University of Kansas Faces Backlash Over Its Removal of Josephine Meckseper's Flag

LAWRENCE, KANSAS—The Andy Warhol Foundation for the Visual Arts has joined the growing number of organizations that are condemning the University of Kansas’s decision to remove an artwork from its campus after a number of Republican lawmakers called for the institution to take the piece down.

The work by German artist Josephine Meckseper was commissioned by the New York–based nonprofit Creative Time as part of its “Pledge of Allegiance” series. The initiative invited sixteen artists to make flags in response to contemporary political issues. Over the course of the year, the flags were raised at partner institutions across the country.

Among those who voiced their opposition to the piece are Kansas Governor Jeff Colyer and Secretary of State Kris Kobach, who called it a “desecration” of an American symbol. University chancellor Douglas A. Girod ctied public safety concerns as the reason it ultimately, decided to move it from a flagpole on campus, to its current less visible location inside the Spencer Museum of Art, the school’s museum.

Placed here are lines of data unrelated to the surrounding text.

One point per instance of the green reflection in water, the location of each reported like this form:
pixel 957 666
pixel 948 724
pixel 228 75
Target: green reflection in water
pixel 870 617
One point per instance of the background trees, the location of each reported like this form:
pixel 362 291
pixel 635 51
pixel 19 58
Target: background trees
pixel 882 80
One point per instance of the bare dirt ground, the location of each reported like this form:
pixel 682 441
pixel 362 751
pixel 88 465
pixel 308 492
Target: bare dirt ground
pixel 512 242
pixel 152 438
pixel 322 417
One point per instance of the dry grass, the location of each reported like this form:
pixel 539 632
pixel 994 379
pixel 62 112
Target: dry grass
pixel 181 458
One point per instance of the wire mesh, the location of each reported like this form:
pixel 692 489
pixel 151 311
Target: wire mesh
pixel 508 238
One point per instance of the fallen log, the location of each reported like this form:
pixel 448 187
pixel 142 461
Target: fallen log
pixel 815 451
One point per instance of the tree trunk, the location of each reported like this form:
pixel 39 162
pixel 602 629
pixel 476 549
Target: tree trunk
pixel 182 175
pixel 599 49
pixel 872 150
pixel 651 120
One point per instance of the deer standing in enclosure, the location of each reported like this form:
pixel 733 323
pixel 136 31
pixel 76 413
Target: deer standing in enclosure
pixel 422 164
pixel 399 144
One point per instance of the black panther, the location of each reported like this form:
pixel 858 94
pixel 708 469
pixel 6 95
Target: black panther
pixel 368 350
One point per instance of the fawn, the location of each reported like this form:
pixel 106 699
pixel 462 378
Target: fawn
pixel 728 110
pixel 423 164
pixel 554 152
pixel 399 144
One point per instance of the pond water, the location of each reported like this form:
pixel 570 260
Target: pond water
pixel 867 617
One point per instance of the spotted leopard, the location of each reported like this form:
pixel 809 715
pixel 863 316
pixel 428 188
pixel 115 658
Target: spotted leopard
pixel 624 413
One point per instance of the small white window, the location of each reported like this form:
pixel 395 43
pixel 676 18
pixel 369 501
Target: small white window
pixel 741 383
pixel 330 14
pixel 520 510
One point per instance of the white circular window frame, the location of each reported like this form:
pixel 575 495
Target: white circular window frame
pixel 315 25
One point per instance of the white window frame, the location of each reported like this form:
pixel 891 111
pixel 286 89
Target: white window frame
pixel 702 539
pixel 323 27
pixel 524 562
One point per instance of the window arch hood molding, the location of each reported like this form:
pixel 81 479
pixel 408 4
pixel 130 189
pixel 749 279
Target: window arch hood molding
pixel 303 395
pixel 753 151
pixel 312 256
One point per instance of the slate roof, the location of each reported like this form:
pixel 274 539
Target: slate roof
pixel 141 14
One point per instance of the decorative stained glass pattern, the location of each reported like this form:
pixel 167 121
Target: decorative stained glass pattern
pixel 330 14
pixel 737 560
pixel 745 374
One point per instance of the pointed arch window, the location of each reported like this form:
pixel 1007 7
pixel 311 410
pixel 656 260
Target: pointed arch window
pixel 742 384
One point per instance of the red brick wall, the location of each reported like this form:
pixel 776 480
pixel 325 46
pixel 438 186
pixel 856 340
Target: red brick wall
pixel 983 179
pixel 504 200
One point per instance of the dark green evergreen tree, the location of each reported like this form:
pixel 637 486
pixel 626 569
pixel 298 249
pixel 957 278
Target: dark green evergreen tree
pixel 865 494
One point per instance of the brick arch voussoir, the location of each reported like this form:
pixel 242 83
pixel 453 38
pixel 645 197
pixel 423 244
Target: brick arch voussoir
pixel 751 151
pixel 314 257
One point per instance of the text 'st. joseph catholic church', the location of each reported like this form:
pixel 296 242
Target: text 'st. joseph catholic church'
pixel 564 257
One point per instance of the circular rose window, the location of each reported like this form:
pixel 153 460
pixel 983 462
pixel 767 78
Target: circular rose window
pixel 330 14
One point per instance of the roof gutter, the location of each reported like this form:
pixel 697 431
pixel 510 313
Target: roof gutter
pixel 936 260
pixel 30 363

In a letter addressed to the chancellor and interim provost, Carl W. Lejuez, Joel Wachs, the president of the Warhol Foundation, strongly urged them to restore the piece to its original location. It read: “We stand with the National Coalition Against Censorship, Foundation for Individual Rights in Education (FIRE), and the American Civil Liberties Union (ACLU) of Kansas in our belief that it is crucial that the work be seen as the artist intended and not be censored as a result of political pressure.”

Wachs also stressed that the foundation is a grant-making organization that has provided “substantial grants” to the Spencer Museum of Art for its exhibition program. He continues by praising the institution’s support of the artist and her work, but argues that the piece does not belong indoors. For Wachs, it is imperative that the flag be raised again so that it can serve its original purpose of generating dialogue.

“Artists play a unique role in our culture, igniting through their work difficult, but necessary, conversations that promote empathy and propel social change,” Wachs wrote. “These voices must not be silenced by those who find them threatening or distasteful.”